Introduction
In the selection of non‐small cell lung cancer (NSCLC) patients for immunotherapy, specimen processed as cell blocks (CBs) may be the only available material to assess PD‐L1 expression. Therefore, optimal CB preparation becomes paramount. In this context, here we assessed whether inadequate fixation time might be one of the pre‐analytical factors affecting PD‐L1 expression.
Methods
Ex vivo CBs from placental (n = 3) and NSCLC (n = 8) resection specimens were obtained. PD‐L1 staining was performed on CBs prepared at increasing fixation times (12 hours, 48 hours, 72 hours, 96 hours, 168 hours and 504 hours) using the companion diagnostic SP263 Assay and a validated 22C3 laboratory developed test (LDT).

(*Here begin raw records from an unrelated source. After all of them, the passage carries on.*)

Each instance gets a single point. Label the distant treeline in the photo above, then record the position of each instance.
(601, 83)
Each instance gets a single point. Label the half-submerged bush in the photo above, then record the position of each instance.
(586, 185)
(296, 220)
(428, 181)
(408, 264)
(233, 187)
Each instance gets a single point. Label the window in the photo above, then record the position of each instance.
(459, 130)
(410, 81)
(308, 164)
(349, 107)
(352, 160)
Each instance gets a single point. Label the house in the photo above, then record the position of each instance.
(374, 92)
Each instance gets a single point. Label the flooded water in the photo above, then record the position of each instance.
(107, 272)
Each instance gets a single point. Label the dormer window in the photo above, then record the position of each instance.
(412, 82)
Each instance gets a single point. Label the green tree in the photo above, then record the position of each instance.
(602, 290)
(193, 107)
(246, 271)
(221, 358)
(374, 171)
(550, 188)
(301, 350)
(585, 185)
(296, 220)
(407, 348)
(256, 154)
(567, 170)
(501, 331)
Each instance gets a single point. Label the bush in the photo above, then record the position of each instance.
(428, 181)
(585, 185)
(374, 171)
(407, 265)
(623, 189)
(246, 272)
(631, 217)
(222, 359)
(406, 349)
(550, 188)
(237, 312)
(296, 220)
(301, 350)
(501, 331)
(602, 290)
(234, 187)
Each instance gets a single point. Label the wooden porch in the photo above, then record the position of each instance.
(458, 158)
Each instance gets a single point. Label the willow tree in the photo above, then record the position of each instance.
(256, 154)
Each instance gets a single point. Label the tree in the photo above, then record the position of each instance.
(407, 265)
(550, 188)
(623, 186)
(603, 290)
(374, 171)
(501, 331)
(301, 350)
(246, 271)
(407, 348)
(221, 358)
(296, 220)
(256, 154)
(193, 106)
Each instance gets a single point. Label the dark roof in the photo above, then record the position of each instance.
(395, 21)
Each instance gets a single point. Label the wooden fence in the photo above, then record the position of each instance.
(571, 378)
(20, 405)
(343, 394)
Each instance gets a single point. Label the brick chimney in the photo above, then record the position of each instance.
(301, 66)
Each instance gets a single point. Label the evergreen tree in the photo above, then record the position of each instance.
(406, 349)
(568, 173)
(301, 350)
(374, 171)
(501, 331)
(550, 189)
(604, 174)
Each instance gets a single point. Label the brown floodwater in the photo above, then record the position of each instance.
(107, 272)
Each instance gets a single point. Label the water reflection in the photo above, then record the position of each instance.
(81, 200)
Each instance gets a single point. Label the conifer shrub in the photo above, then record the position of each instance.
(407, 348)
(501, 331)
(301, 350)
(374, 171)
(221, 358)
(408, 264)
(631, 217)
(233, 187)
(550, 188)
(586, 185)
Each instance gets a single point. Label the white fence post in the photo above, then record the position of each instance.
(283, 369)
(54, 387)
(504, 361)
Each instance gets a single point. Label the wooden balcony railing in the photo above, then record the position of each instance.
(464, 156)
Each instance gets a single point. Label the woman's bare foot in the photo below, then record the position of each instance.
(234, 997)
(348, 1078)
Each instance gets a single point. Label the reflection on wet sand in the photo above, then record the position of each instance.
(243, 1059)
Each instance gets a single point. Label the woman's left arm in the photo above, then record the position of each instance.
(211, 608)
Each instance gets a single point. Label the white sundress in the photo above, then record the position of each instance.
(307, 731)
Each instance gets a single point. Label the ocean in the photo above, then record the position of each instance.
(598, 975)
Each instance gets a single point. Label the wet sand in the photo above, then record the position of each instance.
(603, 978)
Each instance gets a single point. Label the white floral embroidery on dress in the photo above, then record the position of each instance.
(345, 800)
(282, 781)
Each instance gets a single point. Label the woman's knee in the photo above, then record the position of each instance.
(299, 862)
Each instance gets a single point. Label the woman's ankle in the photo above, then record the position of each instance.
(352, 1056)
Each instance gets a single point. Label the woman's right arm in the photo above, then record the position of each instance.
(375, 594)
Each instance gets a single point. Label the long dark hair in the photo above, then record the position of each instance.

Staining intensity and percentage of positive cells were evaluated.
Results
All placental CBs showed moderate to strong PD‐L1 positivity in most cells, regardless of the fixation time. Likewise, the percentage of SP263‐stained NSCLC cells was similar at all fixation times except for one case, which showed less intense SP263 staining at 168 hours. Conversely, in 5/8 cases, the 22C3 LDT percentage of positive cells and staining intensity decreased at 168 hours and 504 hours.
Conclusions
Our results show that fixation time influences the performance of 22C3 LDT on CBs. Thus, we recommend that the fixation time of cytological materials be carefully checked, especially when PD‐L1 testing is delayed until the oncology request. Indeed, delays in tissue processing and paraffin embedding may lead to sub‐optimal performance of PD‐L1 staining on CBs.